A funny thing happened on the way to Candidasa recently. Away from the relaxed beach life of this old resort area, life goes on in very different ways. Because the very traditional village of Tenganan is just a small detour en route to Candidasa, I decided to drop by and pay a visit. But before I even reached there, my attention was caught by groups of people swarming around a temple entrance in the hamlet of Pesedahan. It looked pretty interesting, so donning my traditional gear that I keep handy for sudden events, and grabbing my camera, I wandered into the temple.
People were piling in all dressed in their temple best. Yet what caught my attention was the huge offerings grouped together at one end of the compound. Called “Banten Pajegan” these offerings are a speciality of several remote villages in Karangasem. This particular ceremony was to make offerings to the young babies of the village. Babies older than six months old are brought to the ceremony to prepare them forentry into the village society.

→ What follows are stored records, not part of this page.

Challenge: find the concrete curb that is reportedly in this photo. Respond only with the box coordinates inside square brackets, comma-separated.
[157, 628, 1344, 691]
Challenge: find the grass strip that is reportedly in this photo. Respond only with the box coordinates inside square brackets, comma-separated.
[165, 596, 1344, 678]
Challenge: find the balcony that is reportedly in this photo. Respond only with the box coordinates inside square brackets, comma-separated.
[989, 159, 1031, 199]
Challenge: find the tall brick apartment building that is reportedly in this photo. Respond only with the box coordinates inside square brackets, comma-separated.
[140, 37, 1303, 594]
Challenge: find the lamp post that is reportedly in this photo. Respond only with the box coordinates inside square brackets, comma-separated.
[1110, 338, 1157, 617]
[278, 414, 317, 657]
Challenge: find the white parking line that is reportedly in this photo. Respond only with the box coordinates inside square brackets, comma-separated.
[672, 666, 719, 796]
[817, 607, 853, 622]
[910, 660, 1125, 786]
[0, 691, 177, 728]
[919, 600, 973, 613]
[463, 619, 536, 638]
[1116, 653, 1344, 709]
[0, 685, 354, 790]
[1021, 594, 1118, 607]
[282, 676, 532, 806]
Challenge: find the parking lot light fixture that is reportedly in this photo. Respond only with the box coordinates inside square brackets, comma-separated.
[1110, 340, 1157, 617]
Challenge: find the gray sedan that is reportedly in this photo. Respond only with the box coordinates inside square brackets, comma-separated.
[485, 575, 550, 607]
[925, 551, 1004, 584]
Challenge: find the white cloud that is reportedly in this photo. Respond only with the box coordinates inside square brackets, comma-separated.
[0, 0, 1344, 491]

The tower of offerings were almost six foot high, much taller than most of the attendees – unlike anything I have seen before. The decorations varied according to the status of those who brought them. Some were completely covered with smoked chickens which would, apart from being incredibly heavy, also be rather costly. Others were more humble with just a few chickens for show while others were comprised totally of huge green bananas.
This Usabaha Sambah ceremony lasts over four days and I just managed to happen upon the last, most impressive day – the crescendo of the whole ceremony. After the offerings were brought in, blessed and prayed upon, they were taken home. Sometimes the women, after receiving help to get them onto their heads, would carry it out proudly, her strong body and neck straining against the weight and the incredible sense of balance needed for such a feat. More often, they were carried out by two or three struggling men – it is such a symbol of strength for Balinese women to carry all the weight of the responsibilities, both within the home and beyond.
The ceremonies are enjoyed by all the participants. Apart from having a big procession and a Melasti procession to the beach for more offerings and blessings, one of the days is dedicated to killing and roasting pigs. They are then prepared for a communal traditional Meghibung meal where a dozen people eat off the same plate – a great way to foster community spirit.
Life in the villages seems to just carry on regardless – almost oblivious to the greater frenzied activities belonging to the world outside. It is always a pleasure to see the Balinese at their happy and charming best.